Jane Foley, head of currency strategy at Rabobank in London, thinks much pessimistic sentiment has already been factored into dollar pricing, while strong U.S. consumer spending continues attracting investment to America.
The dollar’s decline has influenced international trade flows, multinational corporate earnings, emerging market currencies, and investment strategies involving trillions in cross-border capital. Last year, investors increased their hedging ratios, with these trades contributing to the currency’s fall.
However, derivatives positioning indicates a gradual shift in market sentiment.
January currency options data revealed traders were purchasing protection against additional dollar declines while maintaining optimism about the euro, based on CME Group information.
Yet data shows hedging activity has decreased since Kevin Warsh’s Federal Reserve nomination, with risk reversals measuring currency option imbalances in euro and sterling retreating from January highs.
Market watchers say Warsh’s reputation as a stable leader who opposes expanded Fed asset purchases has calmed worries about excessive monetary easing and potential loss of central bank independence.
While Warsh’s nomination addresses one factor behind the recent dollar weakness, it represents only part of the equation, explained Garrett DeSimone, head of quantitative research at OptionMetrics.
OptionMetrics data revealed growing interest in butterfly structures, which wager on currency pairs remaining relatively stable.
“Taken together, this suggests the market is dialing back bets on U.S. dollar debasement, while investors are still paying for convexity in either direction,” DeSimone said.
However, not all analysts share this optimistic outlook for dollar strength.
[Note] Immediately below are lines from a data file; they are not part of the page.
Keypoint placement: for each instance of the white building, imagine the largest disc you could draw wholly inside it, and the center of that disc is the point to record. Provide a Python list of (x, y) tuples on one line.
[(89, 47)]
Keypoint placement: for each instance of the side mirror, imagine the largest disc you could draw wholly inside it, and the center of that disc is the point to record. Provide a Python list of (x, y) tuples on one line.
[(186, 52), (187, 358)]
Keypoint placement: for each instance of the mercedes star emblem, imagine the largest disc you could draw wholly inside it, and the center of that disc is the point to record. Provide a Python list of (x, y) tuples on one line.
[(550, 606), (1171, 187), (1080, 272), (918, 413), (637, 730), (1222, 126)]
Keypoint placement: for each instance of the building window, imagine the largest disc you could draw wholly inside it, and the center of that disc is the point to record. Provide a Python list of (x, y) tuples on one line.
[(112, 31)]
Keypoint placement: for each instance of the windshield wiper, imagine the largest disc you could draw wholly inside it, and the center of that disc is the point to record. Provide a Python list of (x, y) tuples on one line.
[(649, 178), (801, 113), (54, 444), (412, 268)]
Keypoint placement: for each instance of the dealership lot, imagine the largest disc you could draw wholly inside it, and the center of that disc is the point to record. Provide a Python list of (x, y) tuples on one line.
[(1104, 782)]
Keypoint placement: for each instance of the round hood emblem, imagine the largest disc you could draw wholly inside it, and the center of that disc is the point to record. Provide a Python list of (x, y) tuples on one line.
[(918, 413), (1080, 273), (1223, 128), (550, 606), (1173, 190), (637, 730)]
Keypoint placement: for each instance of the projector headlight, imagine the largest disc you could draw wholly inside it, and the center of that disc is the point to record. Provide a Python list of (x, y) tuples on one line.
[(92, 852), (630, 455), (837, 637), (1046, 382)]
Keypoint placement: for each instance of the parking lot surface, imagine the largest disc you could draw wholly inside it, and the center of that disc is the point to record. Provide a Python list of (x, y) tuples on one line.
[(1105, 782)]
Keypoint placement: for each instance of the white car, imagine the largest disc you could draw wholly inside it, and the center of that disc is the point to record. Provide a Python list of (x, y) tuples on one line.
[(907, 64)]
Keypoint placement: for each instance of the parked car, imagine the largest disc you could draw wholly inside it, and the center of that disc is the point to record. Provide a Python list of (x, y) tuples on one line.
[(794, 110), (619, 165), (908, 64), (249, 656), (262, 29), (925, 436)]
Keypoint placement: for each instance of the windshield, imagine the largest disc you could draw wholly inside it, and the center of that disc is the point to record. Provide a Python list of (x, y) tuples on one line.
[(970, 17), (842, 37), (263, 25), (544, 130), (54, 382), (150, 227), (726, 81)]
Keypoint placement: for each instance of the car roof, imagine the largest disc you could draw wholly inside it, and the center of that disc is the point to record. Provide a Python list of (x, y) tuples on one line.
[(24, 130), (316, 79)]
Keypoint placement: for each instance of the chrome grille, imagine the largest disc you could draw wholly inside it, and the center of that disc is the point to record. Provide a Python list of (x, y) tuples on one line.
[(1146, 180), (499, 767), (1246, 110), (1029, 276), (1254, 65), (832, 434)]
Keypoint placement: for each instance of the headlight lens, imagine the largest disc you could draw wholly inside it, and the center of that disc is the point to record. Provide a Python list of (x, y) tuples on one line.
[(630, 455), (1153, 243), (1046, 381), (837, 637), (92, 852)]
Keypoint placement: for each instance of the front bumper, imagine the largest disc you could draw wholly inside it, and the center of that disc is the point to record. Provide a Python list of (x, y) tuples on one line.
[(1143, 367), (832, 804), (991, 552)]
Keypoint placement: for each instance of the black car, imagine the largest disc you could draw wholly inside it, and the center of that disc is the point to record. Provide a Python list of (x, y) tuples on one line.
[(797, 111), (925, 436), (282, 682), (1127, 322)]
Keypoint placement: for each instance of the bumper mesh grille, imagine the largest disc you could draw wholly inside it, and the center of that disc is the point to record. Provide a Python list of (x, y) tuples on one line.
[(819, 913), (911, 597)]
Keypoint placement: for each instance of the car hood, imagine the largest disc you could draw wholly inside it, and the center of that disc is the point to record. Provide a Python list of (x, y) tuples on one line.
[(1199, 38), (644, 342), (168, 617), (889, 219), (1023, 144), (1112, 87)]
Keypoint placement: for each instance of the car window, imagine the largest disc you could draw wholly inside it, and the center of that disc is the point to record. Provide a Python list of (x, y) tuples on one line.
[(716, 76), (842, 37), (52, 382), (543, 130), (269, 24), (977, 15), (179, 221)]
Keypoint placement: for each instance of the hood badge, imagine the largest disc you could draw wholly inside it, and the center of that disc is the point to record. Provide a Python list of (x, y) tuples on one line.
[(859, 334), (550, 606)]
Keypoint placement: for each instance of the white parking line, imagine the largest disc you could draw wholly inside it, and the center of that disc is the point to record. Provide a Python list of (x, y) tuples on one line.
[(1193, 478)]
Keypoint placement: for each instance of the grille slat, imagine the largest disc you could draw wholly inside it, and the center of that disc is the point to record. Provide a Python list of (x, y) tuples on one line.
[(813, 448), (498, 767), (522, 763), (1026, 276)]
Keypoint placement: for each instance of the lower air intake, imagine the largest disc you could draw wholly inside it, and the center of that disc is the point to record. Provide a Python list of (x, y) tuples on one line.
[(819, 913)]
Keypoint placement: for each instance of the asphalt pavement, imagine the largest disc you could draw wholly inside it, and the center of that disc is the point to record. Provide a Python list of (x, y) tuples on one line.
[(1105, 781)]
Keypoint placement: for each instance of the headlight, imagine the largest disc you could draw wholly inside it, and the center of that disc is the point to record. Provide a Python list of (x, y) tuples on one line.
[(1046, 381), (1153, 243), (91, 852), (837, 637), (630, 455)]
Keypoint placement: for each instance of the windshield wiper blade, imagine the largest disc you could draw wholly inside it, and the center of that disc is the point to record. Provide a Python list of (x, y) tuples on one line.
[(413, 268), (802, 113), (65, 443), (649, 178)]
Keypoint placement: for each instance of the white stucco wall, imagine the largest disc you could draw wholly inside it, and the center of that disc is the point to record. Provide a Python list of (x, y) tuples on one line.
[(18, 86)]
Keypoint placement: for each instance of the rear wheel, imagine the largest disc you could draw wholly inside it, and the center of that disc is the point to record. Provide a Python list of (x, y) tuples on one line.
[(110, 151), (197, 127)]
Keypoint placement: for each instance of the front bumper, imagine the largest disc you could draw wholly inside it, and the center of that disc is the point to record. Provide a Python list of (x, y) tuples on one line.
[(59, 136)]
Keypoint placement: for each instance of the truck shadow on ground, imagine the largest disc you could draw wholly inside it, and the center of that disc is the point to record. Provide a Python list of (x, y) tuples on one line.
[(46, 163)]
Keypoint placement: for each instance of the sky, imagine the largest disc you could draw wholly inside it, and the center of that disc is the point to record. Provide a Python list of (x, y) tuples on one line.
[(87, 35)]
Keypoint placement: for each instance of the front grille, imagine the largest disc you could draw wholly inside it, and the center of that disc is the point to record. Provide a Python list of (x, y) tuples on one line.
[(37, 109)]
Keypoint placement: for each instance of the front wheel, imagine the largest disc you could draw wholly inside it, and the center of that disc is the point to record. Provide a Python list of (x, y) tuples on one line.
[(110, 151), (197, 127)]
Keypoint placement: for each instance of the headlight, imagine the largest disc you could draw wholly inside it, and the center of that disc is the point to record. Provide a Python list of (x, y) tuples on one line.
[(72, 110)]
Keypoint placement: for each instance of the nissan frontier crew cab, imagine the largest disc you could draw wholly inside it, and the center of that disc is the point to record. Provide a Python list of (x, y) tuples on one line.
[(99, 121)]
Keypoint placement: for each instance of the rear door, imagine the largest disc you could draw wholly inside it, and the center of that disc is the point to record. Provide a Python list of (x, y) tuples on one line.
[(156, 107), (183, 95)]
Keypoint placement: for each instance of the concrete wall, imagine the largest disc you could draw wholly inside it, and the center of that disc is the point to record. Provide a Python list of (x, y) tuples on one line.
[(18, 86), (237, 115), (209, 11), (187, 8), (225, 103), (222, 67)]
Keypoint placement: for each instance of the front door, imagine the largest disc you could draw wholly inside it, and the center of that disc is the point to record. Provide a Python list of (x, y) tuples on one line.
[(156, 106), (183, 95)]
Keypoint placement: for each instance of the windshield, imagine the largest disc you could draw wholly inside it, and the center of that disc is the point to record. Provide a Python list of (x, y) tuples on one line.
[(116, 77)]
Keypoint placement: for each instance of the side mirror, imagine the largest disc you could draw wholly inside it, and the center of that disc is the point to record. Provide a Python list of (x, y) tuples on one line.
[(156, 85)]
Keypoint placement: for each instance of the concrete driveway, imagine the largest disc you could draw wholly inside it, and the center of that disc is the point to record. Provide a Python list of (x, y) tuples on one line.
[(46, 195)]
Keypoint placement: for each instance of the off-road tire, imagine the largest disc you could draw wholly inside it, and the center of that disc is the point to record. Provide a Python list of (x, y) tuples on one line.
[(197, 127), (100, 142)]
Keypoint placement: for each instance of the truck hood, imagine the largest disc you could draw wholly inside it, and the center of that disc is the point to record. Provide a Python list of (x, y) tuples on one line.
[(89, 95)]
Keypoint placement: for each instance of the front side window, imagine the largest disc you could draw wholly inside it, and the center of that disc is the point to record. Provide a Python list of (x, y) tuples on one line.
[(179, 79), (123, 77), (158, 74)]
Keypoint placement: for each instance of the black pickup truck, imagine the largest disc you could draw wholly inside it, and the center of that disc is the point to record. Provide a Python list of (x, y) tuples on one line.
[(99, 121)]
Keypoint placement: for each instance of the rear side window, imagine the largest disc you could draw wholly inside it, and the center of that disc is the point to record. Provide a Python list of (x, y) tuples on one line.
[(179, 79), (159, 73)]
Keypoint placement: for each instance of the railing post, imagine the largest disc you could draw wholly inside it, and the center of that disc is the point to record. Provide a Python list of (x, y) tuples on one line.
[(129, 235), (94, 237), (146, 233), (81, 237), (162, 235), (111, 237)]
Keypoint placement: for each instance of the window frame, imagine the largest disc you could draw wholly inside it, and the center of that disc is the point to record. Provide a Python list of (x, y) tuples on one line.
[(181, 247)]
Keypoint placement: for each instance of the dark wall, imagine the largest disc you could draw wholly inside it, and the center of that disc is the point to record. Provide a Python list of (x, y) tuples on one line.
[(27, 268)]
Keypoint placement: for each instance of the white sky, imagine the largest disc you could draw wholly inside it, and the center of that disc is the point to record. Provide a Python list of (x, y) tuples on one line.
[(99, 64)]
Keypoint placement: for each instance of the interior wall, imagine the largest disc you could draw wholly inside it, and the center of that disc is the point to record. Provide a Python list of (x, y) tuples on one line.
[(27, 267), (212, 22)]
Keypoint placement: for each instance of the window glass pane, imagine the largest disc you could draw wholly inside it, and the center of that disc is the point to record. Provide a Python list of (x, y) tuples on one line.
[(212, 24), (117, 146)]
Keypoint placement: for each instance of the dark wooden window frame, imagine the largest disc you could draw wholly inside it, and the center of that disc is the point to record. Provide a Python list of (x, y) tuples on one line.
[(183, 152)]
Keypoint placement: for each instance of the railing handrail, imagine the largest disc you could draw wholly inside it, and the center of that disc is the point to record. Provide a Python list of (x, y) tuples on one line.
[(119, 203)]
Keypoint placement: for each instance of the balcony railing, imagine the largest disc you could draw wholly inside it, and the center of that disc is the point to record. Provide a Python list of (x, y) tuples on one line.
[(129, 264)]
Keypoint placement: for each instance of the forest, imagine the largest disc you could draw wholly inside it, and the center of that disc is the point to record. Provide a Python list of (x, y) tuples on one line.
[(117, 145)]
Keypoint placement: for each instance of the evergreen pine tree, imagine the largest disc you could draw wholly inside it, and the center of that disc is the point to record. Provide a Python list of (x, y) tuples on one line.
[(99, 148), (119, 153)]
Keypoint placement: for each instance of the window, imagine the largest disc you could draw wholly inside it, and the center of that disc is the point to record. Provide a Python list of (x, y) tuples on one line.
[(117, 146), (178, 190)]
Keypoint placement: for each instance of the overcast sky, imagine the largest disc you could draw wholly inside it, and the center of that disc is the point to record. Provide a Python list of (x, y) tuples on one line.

Experts at J.P.Morgan and BofA remain skeptical about significant currency gains.
Francesca Fornasari, head of currency at Insight Investment, also questions the dollar’s recovery potential, noting recent shifts in perceptions about the administration’s currency preferences.
“We are in an environment in which the administration would like to have a weaker dollar,” said Fornasari. “We think that the dollar is going to continue to grind lower over the course of the year.”